そもそも、「誠に遺憾である」という言葉は、日常生活でそう使うことのない言葉です。ここでは、まず「誠に遺憾である」の意味と使い方を抑えておきましょう。

「誠に遺憾である」の意味

「誠に遺憾である」の「遺憾」という言葉は、「物事が思い通りに運ばず、心残りであったり残念である」という意味を持つ言葉です。
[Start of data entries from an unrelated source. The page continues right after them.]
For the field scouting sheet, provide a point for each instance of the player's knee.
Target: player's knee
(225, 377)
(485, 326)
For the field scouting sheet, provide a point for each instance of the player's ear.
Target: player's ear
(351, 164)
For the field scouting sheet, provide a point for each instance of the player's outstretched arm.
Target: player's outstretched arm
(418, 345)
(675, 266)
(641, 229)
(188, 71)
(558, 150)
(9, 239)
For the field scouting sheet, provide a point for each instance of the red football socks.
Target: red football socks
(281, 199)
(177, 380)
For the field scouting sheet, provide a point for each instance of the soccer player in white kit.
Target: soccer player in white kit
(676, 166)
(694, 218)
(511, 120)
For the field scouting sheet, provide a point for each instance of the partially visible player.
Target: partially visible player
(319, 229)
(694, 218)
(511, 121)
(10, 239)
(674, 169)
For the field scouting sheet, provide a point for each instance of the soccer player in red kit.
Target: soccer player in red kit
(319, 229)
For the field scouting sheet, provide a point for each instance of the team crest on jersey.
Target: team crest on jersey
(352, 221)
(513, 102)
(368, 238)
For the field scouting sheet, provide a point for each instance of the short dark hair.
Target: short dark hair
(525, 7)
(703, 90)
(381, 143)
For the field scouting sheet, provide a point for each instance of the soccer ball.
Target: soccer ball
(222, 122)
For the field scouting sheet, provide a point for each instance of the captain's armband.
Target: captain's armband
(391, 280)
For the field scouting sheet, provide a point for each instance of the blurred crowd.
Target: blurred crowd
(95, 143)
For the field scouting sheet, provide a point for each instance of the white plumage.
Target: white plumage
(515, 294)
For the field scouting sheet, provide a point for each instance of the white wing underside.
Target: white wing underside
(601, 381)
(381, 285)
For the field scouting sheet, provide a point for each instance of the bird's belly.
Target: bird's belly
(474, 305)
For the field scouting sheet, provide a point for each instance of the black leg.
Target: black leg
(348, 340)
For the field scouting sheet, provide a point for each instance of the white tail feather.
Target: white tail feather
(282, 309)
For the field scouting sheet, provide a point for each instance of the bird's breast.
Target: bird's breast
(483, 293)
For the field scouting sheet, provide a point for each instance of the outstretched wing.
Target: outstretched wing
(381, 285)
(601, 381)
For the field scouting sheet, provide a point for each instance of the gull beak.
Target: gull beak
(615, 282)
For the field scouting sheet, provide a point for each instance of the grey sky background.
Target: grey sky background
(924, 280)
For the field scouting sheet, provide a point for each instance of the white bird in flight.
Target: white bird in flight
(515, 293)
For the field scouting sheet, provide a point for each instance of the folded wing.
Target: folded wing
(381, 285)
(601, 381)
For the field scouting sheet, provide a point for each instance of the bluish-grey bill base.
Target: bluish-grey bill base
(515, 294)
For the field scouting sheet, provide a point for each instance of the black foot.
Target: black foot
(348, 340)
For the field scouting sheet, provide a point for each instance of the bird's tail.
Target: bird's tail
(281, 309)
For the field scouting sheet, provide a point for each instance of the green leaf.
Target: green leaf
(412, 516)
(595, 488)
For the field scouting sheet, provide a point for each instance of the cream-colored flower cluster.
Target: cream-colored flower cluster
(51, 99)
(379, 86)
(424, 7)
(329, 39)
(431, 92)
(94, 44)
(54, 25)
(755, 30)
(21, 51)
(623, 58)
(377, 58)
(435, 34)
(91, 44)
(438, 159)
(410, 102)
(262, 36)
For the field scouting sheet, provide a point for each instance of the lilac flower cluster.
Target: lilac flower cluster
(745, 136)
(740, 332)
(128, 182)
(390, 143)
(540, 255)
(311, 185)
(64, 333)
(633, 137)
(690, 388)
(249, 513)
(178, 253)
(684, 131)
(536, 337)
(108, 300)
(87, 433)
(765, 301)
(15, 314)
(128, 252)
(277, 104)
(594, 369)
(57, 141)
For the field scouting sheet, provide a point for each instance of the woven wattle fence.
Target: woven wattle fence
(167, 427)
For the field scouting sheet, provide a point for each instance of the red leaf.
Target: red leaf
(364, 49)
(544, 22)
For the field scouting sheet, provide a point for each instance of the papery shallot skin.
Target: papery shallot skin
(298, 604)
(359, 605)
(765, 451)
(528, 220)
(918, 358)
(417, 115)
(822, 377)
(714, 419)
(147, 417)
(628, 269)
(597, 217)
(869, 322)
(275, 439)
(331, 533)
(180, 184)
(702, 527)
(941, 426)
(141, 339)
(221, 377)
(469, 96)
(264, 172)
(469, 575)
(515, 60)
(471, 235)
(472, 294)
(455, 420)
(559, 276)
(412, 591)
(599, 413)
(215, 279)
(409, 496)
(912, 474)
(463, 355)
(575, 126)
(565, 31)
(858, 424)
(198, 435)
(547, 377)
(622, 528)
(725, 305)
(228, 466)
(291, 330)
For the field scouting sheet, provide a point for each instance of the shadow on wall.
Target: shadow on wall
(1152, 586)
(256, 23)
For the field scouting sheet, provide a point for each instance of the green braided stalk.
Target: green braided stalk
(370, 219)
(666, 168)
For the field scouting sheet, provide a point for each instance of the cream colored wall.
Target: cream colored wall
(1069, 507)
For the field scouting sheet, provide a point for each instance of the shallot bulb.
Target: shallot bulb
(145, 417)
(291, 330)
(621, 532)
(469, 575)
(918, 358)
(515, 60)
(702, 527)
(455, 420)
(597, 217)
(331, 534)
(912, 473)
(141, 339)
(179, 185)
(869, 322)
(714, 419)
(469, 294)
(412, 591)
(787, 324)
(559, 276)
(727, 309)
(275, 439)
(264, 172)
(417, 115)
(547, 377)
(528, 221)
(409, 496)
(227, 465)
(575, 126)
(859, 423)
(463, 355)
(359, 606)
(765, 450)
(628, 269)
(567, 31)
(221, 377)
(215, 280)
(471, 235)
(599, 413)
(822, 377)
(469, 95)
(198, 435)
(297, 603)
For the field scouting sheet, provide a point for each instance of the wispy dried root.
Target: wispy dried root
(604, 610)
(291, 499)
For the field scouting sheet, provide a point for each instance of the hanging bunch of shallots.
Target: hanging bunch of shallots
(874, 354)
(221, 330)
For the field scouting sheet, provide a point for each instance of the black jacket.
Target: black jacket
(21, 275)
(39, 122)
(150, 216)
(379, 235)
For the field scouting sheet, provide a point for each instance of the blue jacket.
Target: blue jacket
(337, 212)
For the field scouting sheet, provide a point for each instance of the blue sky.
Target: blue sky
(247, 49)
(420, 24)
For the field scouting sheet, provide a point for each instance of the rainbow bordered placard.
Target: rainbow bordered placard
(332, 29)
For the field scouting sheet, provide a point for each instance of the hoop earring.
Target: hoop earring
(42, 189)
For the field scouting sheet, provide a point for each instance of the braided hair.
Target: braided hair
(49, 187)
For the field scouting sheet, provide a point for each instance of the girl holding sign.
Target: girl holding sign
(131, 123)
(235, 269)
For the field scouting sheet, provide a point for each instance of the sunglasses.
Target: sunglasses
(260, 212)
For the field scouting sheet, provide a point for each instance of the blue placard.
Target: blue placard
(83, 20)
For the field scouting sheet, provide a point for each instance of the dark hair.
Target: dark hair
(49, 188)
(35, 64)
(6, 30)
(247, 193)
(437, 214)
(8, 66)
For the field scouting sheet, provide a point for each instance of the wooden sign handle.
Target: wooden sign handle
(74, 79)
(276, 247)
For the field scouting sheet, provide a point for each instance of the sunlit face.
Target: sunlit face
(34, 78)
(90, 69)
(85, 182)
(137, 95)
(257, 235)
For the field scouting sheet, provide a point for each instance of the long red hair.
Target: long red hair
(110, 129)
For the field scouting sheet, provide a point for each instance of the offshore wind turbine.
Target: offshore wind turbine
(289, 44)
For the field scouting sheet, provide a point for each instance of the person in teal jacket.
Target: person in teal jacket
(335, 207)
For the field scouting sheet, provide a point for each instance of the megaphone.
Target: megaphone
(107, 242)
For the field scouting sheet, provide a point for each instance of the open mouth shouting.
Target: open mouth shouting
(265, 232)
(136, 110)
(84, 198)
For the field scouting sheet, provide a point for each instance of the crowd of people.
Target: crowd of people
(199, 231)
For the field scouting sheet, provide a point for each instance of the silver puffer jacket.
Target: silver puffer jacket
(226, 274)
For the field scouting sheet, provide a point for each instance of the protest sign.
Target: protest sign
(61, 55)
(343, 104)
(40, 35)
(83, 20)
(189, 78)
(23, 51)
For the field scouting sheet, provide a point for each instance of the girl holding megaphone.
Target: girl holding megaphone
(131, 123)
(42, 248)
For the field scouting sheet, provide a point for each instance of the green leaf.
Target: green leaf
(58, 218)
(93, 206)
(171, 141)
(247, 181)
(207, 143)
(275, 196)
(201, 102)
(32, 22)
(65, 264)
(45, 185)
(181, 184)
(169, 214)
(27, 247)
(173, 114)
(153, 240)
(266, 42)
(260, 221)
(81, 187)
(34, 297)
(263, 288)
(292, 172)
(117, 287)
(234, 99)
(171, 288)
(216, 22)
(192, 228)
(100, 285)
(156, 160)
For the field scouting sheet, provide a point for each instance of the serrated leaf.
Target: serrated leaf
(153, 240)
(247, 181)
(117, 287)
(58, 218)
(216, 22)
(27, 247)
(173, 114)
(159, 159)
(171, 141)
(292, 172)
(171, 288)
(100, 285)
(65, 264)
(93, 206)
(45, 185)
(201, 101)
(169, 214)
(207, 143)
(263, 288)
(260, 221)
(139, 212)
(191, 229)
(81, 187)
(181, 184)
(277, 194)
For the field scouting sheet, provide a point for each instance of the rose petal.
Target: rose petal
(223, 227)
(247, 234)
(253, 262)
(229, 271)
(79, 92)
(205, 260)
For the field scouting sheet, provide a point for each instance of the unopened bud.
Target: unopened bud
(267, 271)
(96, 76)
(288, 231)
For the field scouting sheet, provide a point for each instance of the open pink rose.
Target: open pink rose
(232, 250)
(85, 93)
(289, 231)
また、その思い通りに進まなかったことが「どうしても許すことはできない様子」や「失敗であった」ことなども意味します。 ですので、「誠に遺憾である」という言葉は、「本当に残念で許すまじことだ」という意味を持つフレーズだと言えるでしょう。

謝罪に使う言葉じゃない!

ニュースなどを見ていると、政治家の誰かが不祥事を起こした時などに、同じ立場にある政治家が、「誠に遺憾である」という言葉を使うなどのシーンを、見かけます。 すると、なんとなく、「悪いことをした時にその責任を共に負う立場にある人が、「〜してしまって申し訳ない」というような意味で使っている」というようなイメージを持つ方も少なくないのではないでしょうか。 しかし、「遺憾」という言葉は「本当に残念で許せないことだ」、と起きた事柄を起こした人に対して咎める意味合いを持っています。ですので、先の例で言うと「誠に遺憾である」と言った政治家の方は、不祥事を起こした政治家の人を「本当に残念で許せない」と言っていると言えます。 このように、「誠に遺憾である」と言う言葉は、謝罪のための言葉ではなく、「その物事が起こったことを残念に思い許せない気持ち」を伝える言葉です。

だから使い方には注意が必要

「誠に遺憾である」という言葉は、「そのことが起きてしまって本当に残念で、そんなことが起きるなんて許せない」ということを言い表す言葉です。裏を返せば、「私には責任がないけれど、それを起こした人は責任を取るべきだと思う」と言うことを、表す言葉でもあります。 ですので、使う際は「自分には責任がないけれども、自分の関係がある人やこと」に関して使います。「自分が失敗を起こした」時に「誠に遺憾です」などと使ってしまうと、責任逃れと受け取られてしまいますので、注意が必要です。

「誠に遺憾」を使った例文

それでは、「誠に遺憾」という言葉を使った文章をいくつか取り上げて見ましょう。

誠に遺憾に存じます

「存じます」というのは、「思う」を敬語の謙譲語で表した言葉です。ですので、「本当に残念に思い、許せないことだと思っています」という意味の文章になります。言い換えるとするなら、「とても残念に思います」というフレーズと言い換えることができます。 残念な気持ちや、期待はずれであったことを伝える時に、使えるフレーズです。

誠に遺憾ながら

「誠に遺憾」の後に「ながら」とつくことで、「本当に残念で許せないことだけれども」、という意味になります。こちらはただ思ったことを言い表すだけでなく、「残念だけど〜しなくてはいけない」ということを伝える時に、使うフレーズです。 例えば、会社レベルの大きなパーティに誘われているのに、それを欠席しなければいけないときなどに、「誠に遺憾ながら、欠席させていただきます」というように使います。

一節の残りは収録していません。